The 365 · Verses · Day 80 · Knowledge
'Ask those who have knowledge if you do not know.' The Quran's foundational maxim of Islamic epistemology.
Qur'an Q 16:43
وَمَآ أَرْسَلْنَا مِن قَبْلِكَ إِلَّا رِجَالًا نُّوحِىٓ إِلَيْهِمْ ۚ فَسْـَٔلُوٓا۟ أَهْلَ ٱلذِّكْرِ إِن كُنتُمْ لَا تَعْلَمُونَ
“[Prophet], all the messengers We sent before you were simply men to whom We had given the Revelation: you [people] can ask those who have knowledge if you do not know. (Abdel Haleem)”
Svenska: DE SOM Vi har sänt före dig [som sändebud] var ingenting annat än män för vilka Vi uppenbarade [Våra budskap]. Fråga dem som går efter [de tidigare uppenbarelserna], om ni inte vet det. (Knut Bernström)
The story
Ibn Kathir narrates the immediate context: the Quraysh disbelievers, when the Prophet ﷺ came with revelation, said: 'Allah is too great to send a human as a Messenger; He should have sent an angel.' Allah revealed this verse: 'Ask those who have knowledge of the previous Books, were the messengers that were sent before angels or men?' If they were men, the disbelievers' objection collapses. The verse's primary context is therefore polemical: ask those who already have scriptural knowledge, and the question answers itself. But the Quran's grammar generalizes the principle. 'Ask those who know if you do not know' is now the established Islamic maxim for any matter outside one's expertise.
In the language
أَهْلَ الذِّكْرِ (ahl adh-dhikr, 'the people of the reminder/remembrance') is the verse's term for the knowledgeable. Adh-dhikr can mean reminder, scripture, or remembrance. Classical scholars debated which is intended; Mujahid (in Ibn Kathir's narration) settles on 'the People of the Book' in the immediate context, while the broader Islamic juristic tradition extends it to the Muslim scholars (al-'ulama') of any era. Both readings preserve the principle: ask those who have 'ilm.
Why this verse
The verse names the universal Islamic maxim: ask those who have knowledge. The principle was originally polemical (ask the People of the Book whether previous prophets were angels or men), but the Quranic grammar generalizes it to any matter outside one's expertise.
Bring it into today
Identify three scholars whose judgment you trust. Build the habit of asking them when you face a fiqh question, a moral dilemma, a difficult life decision involving the religion. The verse 16:43 names this as the structural path. Walk it.
A reflection to carry
Modern Muslim life has produced the unfortunate phenomenon of laypeople researching their own fatawa by Googling. The verse names the alternative: ask the people of knowledge. The internet's volume of Islamic content is no substitute for the qualified scholar's careful judgment of the specific case. Identify a scholar you trust; build a relationship of asking. The verse 16:43 is not a recommendation; it is a command.

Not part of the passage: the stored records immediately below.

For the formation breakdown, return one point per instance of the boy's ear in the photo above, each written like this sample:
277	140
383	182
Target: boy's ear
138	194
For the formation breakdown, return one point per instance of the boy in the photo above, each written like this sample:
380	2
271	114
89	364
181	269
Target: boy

Read the longer reflection
Ibn Kathir's gloss on this verse is one of the foundational maxims of Islamic epistemology. The Companions practiced it rigorously. They would defer to the Prophet ﷺ on matters they did not know, then to the senior Companions after his death (Abu Bakr, 'Umar, 'Ali, 'A'ishah ra., Ibn 'Abbas, Ibn Mas'ud), then to the Tabi'un, then to the great jurists of the early generations. The chain of asking the scholars formed the entire institutional knowledge transmission system of Islam. Modern Muslims who bypass this chain by self-research often arrive at superficial or incorrect understandings. The verse names the structural cure: ask. It is not a sign of weakness; it is the prophetic standard.